他知道後心疼得要命,所以才更加瘋狂地加速了奪權的步伐。
他很久以前就習慣了隱藏情緒,喜怒不形於色。
但在開車前往彎彎出租屋的那段路上,他的嘴角卻一直不受控制地微微上揚,帶著一種近乎幼稚的期待和雀躍。
他覺得,只要找到她,把所有的誤會、所有的苦衷都解釋清楚,她一定會理解,他們一定能重新開始,他會把她曾經受的委屈都加倍補償回來。
可他萬萬沒有想到,命運對他如此殘忍。
他找到那個破舊的出租屋,敲開門,面對的卻是一個陌生的租客。
幾經周折後,他才從她原公司同事那裡得到一個如同晴天霹靂的訊息:彎彎在幾天前,參加公司組織的團建活動時,失足掉下了懸崖……
他趕到醫院時,只能隔著重症監護室看著孱弱的她。
醫生告訴他病人可能撐不下去了。
那一刻,傅謹深只覺得整個世界都在他眼前崩塌、旋轉。
他如遭雷擊,僵在原地,大腦一片空白,甚至荒謬地覺得這一定是幻覺,是有人和他開的惡劣玩笑,他的彎彎一定長命百歲,根本不會經歷這些苦難波折。
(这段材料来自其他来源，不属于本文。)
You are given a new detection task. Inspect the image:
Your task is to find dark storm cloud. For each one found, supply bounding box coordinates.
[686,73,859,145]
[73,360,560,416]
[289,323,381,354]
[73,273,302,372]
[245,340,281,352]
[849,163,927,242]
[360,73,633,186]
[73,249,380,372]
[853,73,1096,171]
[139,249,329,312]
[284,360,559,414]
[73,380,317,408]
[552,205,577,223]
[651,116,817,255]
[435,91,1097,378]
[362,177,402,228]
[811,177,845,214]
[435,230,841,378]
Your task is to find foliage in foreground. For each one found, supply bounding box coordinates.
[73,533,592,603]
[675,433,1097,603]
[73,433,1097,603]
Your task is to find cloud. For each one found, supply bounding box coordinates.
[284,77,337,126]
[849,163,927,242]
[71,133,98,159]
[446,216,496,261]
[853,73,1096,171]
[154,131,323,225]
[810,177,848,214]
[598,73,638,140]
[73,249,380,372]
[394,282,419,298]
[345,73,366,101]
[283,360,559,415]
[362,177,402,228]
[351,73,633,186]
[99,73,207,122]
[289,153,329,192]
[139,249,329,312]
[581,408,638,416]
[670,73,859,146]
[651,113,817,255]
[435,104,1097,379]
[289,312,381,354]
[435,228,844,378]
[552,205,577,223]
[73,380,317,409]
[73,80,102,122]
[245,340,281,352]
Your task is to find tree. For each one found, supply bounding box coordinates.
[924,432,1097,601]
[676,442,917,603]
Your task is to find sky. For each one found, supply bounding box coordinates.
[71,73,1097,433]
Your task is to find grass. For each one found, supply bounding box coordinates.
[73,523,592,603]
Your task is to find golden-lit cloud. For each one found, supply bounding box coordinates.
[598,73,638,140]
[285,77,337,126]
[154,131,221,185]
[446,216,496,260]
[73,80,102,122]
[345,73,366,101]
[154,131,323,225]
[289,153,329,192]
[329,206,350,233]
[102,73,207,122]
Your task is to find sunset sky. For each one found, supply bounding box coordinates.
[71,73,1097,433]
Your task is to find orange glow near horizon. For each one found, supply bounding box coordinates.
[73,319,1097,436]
之後的一個月,他全世界搜尋專家給彎彎治療,彎彎的身體明明有所好轉,卻又迅速衰竭……
最終,他沒有留住她,親手送走了她……
之後,他如同行屍走肉,公司事務完全無心打理。
一貫信奉唯物主義的他,開始瘋狂地求神拜佛,拜訪所有傳說中靈驗的“大仙”,只求能再見彎彎一面,哪怕是在夢裡。
然而,希望一次次落空,他連她的一個衣角都沒能夢見。
就在他快要被絕望徹底吞噬的時候,一個偶然的機會,他得知有一個近乎偏執的科研團隊,多年來一直致力於研究穿越時空的理論,並且有內部訊息稱,他們在啟用某種特殊能量石、開啟微型可控“黑洞”方面取得了匪夷所思的進展。
彷彿抓住了最後一根救命稻草,傅謹深毫不猶豫地投入了鉅額資金,直接注資五十億,以不計成本的方式推動這個專案。
金錢的力量是巨大的,研究進度被瘋狂加快,最終,他們成功利用那塊奇異的黑色能量石,短暫地開啟了一個不穩定的通道,並讓他找到了在那個蠻荒而充滿生機的獸世,活得精彩紛呈、被眾多強大獸夫環繞守護的白彎彎。
那一刻,他淚流滿面,分不清是喜悅還是更深的痛苦。
從此,他就像飲鴆止渴的癮君子,一次次地耗費著能量石積蓄的力量,穿越過去,只為了能遠遠地看她一眼。
看著她笑,看著她與幼崽嬉戲,看著她被其他雄性捧在手心……
每一次目睹,都是對他靈魂的凌遲,但他卻無法停止。
可現在,連這最後的慰藉也即將消失。
能量石快要耗盡了!
在最後再見她一次和永遠無法再見她之間,他毫不遲疑地做出了選擇。
在離開之前,他還做了最後一件事:他動用自己名下大部分流動財產,建立了一個規模龐大的慈善基金會。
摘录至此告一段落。